5 de maio de 2024
Colunistas Fernando Fabbrini

Coffee break

Enquanto isso, nas profundezas ardentes…

Foto: Hélvio

Era dia de manutenção das fornalhas, quando os demônios desligavam os equipamentos para limpeza, substituição de tridentes corroídos e recolhimento de ossos calcinados. Aproveitando-se desses raros intervalos, os condenados ao fogo eterno gostavam de se reunir em rodinhas de bate-papo, contando novidades, bebendo café ralo requentado e até queimando um fuminho para relaxar. Satã, sempre rigoroso, fazia vista grossa; fingia que não via.

Lampião foi o primeiro a aparecer, com a velha roupa de couro chamuscada, cheia de furos dos tiros que tomou e que fazia questão de usar em público – pura nostalgia. Não demorou até que outros habitantes das trevas se aproximassem, pisando cuidadosamente sobre as brasas.

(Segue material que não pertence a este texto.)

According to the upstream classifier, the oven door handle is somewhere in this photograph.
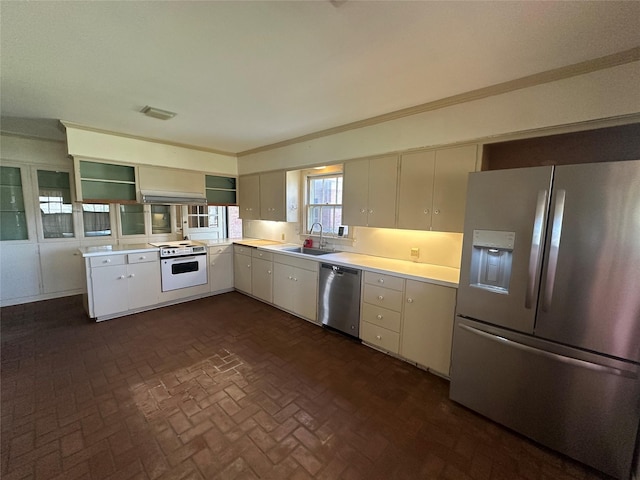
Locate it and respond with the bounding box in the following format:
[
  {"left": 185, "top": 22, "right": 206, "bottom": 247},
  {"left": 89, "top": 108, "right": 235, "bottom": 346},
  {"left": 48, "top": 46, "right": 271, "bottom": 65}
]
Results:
[{"left": 167, "top": 255, "right": 196, "bottom": 263}]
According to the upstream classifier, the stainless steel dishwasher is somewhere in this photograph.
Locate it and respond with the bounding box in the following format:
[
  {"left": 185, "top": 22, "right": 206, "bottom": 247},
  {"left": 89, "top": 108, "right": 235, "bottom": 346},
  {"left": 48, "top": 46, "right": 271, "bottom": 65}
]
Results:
[{"left": 318, "top": 263, "right": 362, "bottom": 338}]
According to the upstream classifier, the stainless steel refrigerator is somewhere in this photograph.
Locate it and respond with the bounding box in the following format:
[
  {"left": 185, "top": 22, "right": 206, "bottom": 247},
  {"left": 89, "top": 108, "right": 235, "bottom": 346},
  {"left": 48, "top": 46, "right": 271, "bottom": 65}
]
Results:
[{"left": 450, "top": 160, "right": 640, "bottom": 480}]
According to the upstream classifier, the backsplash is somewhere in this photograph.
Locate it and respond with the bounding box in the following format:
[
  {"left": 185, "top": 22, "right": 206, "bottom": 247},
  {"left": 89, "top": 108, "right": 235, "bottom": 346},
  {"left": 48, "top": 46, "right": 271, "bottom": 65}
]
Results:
[{"left": 243, "top": 220, "right": 462, "bottom": 268}]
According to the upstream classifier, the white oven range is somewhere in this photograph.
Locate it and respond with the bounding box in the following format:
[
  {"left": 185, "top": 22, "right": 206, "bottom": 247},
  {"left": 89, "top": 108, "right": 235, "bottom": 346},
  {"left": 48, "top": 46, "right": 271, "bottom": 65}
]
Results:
[{"left": 150, "top": 240, "right": 208, "bottom": 292}]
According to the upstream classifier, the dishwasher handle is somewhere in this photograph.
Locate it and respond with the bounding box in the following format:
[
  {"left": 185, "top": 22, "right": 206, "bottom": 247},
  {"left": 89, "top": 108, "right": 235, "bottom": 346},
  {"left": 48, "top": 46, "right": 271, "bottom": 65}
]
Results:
[{"left": 320, "top": 263, "right": 360, "bottom": 275}]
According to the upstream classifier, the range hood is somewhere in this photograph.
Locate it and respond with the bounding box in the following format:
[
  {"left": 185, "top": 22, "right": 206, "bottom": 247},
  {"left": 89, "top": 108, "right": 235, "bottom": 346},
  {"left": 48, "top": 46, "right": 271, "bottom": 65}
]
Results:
[{"left": 138, "top": 190, "right": 207, "bottom": 205}]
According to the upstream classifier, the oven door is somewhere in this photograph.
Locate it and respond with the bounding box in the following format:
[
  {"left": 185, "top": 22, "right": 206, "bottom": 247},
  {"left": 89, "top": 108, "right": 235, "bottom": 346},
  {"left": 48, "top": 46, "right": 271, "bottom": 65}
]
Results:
[{"left": 160, "top": 255, "right": 208, "bottom": 292}]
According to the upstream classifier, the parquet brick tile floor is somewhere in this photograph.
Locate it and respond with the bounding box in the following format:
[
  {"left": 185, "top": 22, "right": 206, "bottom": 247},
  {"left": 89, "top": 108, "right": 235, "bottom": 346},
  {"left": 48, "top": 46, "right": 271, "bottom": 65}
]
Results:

Colegas da mesma modalidade, chegaram as famosas Klara Mauerova, a tcheca que se alimentava da carne das crianças que matava, e Elizabeth Báthory, a condessa que tomava banho no sangue das vítimas. Em seguida, o grupo dos pedófilos. O dos assassinos de aluguel. A turma dos espancadores de mulheres e crianças. Abortistas profissionais. Tiranos históricos. Motoristas que beberam, mataram e escaparam. Os cruéis com os animais. E o grupo mais discreto, sempre nas sombras, com suas togas negras: o dos juízes que venderam sentenças para narcotraficantes e bandidos execráveis. Completando a roda, farda nazista em trapos, apareceu o velho Goebbels.

— Tudo bem, alemão? – ironizou o cangaceiro.

— Tudo ótimo! Como eu dizia, uma mentira contada mil vezes torna-se verdade. Então, vamos repetindo “tudo ótimo”…

Espocaram gargalhadas soturnas, aterrorizantes.

— Tem notícias lá do alto? – perguntou alguém.

Goebbels, reconhecido mestre da informação e da propaganda política, ergueu a mão descarnada:

— Tempos difíceis para gente como nós…

O silêncio tomou conta do ambiente acalorado. Ao longe, ouviam-se apenas gritos dos recém-chegados às profundezas sendo “gratinados” – termo inventado pelos capetas idosos, só de gozação, quando os novatos encaravam as primeiras chamas.

— Conta para a gente, alemão.

Goebbels suspirou. Coçou o que restava dos cabelos, visivelmente preocupado.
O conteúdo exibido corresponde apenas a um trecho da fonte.